Fake News Detection using Machine Learning and NLP Models: A Comparative Study
Fake News Detection using Machine Learning and NLP Models: A Comparative Study
E SOUMYA, T.POOJITH
Professor, Department of Computer Science and Engineering, St. Martin's Engineering College, Hyderabad,
India esoumyait@smec.ac.in
Student, Department of Computer Science and Engineering, St. Martin's Engineering College, Hyderabad,
India poojithtadiboyina@gmail.com
Abstract:Widespread dissemination of fabricated and misleading content across online platforms has become one of the most pressing concerns in today's information landscape.
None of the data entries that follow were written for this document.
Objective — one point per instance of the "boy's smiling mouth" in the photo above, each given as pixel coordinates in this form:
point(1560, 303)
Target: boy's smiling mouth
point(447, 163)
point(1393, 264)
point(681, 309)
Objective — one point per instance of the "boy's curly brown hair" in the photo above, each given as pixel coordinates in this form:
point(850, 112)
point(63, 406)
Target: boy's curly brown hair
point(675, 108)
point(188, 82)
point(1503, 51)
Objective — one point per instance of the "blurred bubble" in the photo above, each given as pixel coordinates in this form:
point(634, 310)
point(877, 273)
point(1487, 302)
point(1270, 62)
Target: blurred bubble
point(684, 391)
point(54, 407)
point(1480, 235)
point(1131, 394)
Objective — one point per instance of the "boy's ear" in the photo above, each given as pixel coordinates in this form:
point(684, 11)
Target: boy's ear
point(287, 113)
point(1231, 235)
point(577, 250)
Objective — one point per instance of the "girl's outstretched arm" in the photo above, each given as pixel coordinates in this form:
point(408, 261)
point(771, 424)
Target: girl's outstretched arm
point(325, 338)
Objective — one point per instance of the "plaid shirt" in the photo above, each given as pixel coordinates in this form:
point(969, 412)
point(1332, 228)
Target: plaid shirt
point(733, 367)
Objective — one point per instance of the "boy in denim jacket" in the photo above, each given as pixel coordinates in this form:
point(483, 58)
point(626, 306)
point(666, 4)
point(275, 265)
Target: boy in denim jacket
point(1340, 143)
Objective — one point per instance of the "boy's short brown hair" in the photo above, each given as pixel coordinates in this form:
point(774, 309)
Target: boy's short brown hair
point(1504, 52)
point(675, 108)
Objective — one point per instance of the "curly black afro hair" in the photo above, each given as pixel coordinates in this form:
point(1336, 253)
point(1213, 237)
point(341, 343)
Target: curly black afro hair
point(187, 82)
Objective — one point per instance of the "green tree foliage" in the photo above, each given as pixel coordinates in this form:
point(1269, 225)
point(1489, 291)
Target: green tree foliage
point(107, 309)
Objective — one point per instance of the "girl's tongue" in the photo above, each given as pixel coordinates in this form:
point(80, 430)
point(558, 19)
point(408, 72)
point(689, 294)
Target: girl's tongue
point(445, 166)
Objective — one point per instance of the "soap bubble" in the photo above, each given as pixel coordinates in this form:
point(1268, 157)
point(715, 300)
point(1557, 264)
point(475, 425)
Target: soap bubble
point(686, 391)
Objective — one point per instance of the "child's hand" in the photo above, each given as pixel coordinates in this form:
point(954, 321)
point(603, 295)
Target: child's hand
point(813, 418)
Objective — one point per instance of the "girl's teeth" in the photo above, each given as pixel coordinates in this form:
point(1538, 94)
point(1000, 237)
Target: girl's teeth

The remarkable ease with which inaccurate material can be generated and distributed via social networks demands scalable, automated, and reliable detection mechanisms. This study presents a systematic comparative evaluation of machine learning (ML) and natural language processing (NLP) methodologies applied to the challenge of identifying fake news. The techniques assessed range from conventional classifiers—including Naive Bayes (NB), Support Vector Machines (SVM), and Logistic Regression (LR)—to sophisticated deep learning models such as Convolutional Neural Networks (CNN), Long Short-Term Memory (LSTM) networks, and Transformer based architectures including BERT and RoBERTa. An analysis of their theoretical underpinnings, feature extractionstrategies, and measured performance across publicly accessible benchmark corpora (LIAR, FakeNewsNet, ISOT, and WELFake) is provided. Metrics considered include accuracy, precision, recall, F1-score, and computational cost. A thorough review of 20 empirical studies published between 2021 and 2025 reveals notable variation in model effectiveness based on dataset composition, linguistic characteristics, and preprocessing choices. Results consistently show that Transformer-based architectures lead in performance, while ensemble and hybrid strategies integrating linguistic and contextual cues offer the greatest potential for dependable real-world application.